# Keo carbon/composite pedal body durability



## mrcreosote (Sep 9, 2010)

I have a KG461 'Jalabert Signature' frame, which has had a succession of matching PP396 Jalabert Signature pedals. I have postponed the inevitable move from a Delta cleat to a Keo cleat with a recent Ebay purchase of probably the last pair in the world of mint condition Jalabert-edition PP396 pedals. However, my new track bike has Keo-compatible, alloy-bodied pedals, and I would prefer to not have to maintain two pairs of shoes for too much longer.

All that being said, I am wondering about the durability of the composite / carbon bodies of the Look Keo range of pedals. Very early on I had a pair of PP246, and can't say I was that impressed with how long it was before there was noticeable wear on the front of the pedal where the cleat was held in. How long should I expect the body on the existing range of pedals to last?


----------



## veloci1 (Nov 29, 2005)

I had a pair of keo blade in 2012. The body developed a crack around the axle. They were replaced under warranty. The second pair only lasted 8 months and was replaced under warranty too. I switched to dura ace 9000 pedals and I have not missed the look pedals. 
not worth the headaches. Also, the look cleats do not last very long..
Not trying to tell you to buy shimano pedals, just saying to look around for other options.


----------



## mrcreosote (Sep 9, 2010)

veloci1 said:


> I had a pair of keo blade in 2012. The body developed a crack around the axle. They were replaced under warranty. The second pair only lasted 8 months and was replaced under warranty too.

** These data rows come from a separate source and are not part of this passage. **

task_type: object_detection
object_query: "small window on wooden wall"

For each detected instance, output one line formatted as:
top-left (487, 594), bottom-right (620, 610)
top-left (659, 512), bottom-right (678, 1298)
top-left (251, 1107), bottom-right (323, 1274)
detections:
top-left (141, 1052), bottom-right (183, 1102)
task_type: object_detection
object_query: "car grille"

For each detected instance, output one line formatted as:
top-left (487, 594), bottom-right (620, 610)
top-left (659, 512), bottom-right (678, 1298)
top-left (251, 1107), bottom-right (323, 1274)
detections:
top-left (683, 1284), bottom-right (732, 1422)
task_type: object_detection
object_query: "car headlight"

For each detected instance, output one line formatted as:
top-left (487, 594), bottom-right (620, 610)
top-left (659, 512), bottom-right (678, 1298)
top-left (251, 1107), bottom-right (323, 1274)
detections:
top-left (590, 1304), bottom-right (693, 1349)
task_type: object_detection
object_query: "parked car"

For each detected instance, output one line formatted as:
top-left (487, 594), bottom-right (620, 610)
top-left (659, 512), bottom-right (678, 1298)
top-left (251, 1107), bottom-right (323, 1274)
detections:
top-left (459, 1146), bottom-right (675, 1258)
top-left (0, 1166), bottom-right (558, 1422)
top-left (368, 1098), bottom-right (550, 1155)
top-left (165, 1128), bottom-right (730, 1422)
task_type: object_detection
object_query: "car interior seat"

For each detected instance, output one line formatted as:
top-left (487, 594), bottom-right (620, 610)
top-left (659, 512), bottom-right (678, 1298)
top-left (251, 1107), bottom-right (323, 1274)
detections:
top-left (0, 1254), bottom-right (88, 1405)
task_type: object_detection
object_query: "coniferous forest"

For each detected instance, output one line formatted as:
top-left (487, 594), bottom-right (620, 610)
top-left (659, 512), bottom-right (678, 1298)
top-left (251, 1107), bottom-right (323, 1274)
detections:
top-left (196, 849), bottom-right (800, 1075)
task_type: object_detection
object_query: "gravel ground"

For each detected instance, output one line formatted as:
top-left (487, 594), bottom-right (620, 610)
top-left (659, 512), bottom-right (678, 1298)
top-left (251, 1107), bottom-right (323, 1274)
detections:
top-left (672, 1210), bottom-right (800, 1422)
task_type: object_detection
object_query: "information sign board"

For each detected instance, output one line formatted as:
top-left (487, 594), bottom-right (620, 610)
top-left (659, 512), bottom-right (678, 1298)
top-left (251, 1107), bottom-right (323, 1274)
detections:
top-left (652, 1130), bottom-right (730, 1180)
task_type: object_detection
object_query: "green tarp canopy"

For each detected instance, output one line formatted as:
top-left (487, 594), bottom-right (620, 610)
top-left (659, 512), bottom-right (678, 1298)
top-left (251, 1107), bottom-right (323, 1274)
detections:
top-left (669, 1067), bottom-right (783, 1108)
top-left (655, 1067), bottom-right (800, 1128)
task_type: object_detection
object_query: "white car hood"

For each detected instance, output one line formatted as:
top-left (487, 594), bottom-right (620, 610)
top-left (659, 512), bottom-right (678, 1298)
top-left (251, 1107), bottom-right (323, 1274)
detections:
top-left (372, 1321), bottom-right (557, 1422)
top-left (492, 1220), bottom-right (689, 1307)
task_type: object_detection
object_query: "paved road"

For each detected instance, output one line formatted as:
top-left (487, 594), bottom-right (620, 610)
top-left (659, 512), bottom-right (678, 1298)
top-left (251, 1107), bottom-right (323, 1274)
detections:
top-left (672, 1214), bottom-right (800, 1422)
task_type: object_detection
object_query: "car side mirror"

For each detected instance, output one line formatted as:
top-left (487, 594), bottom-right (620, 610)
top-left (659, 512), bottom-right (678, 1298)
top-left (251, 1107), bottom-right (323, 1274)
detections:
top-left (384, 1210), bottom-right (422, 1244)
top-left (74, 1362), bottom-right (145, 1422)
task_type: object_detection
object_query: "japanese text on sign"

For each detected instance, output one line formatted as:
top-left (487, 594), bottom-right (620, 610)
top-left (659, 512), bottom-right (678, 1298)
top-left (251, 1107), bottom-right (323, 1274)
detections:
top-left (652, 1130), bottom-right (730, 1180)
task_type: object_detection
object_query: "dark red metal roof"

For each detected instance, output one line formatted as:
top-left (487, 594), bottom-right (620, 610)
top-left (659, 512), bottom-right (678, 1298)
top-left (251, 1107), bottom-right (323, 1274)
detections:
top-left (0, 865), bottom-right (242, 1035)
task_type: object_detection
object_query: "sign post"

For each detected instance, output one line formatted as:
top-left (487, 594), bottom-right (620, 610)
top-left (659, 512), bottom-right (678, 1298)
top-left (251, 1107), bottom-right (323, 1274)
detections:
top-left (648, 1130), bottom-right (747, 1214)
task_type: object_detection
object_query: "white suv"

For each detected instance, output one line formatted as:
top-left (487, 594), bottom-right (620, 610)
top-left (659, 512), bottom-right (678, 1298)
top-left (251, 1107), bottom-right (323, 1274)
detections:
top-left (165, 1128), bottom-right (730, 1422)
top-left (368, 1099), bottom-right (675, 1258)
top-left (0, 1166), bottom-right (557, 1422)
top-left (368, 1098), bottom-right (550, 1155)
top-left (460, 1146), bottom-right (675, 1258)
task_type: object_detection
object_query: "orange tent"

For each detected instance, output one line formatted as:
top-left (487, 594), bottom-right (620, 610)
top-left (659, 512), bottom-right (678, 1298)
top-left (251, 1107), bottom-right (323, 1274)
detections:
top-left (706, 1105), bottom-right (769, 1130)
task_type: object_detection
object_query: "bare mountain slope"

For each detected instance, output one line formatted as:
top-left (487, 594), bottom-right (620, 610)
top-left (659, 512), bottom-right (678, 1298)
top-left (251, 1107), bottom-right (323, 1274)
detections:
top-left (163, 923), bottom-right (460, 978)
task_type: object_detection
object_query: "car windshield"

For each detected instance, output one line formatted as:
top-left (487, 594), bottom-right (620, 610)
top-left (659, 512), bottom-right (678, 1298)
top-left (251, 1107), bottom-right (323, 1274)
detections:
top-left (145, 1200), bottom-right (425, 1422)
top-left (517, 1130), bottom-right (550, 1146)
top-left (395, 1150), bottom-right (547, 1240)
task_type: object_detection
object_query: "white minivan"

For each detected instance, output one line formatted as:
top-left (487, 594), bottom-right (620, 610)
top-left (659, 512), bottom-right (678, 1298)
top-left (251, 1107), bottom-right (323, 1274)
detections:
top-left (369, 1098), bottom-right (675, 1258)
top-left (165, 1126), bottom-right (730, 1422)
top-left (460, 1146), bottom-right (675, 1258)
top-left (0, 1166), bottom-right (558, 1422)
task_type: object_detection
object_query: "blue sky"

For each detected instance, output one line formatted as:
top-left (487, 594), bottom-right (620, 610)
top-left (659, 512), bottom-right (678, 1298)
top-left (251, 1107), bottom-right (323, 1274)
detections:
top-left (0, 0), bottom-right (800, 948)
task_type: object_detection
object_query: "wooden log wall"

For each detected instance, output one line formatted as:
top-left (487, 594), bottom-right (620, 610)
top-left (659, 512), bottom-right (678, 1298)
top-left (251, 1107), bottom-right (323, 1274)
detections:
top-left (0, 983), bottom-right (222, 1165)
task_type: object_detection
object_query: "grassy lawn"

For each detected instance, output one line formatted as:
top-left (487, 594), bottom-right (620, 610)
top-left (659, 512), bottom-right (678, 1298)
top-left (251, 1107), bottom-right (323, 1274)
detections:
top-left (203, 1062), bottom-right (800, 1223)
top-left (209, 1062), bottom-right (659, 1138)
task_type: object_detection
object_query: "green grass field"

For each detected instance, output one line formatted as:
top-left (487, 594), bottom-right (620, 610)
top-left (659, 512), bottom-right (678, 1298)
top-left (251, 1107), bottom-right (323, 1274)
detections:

I switched to dura ace 9000 pedals and I have not missed the look pedals.
> not worth the headaches. Also, the look cleats do not last very long..
> Not trying to tell you to buy shimano pedals, just saying to look around for other options.


Thanks. At this stage, the Ritchey WCS Echelon pedal may be the way to go (plus it will go with the Ritchey stem and seatpost already on the bike). Somehow cant quite bring myself to look at Xpedo, Exustar, Wellgo et al, although they will probably do the job just as well. FWIW I have the Exustar E-PR107TK Track Pedals on the track bike (Keo cleat, but with the option of double straps as well - friend of mine just riding clip-ins pulled a foot and ended up with broken shoulder). OTOH, it wont be doing quite the same amount of work as the road bike will be.

cheers

MrC.


----------



## sp3000 (Jul 10, 2007)

See pics, first time this happened I got a replacement under warranty via the shop (Look distributor wanted nothing to do with it), second time they said it was now outside the original warranty as the replacement only carries on from the original warranty period.
I went speedplay and have never looked back.


----------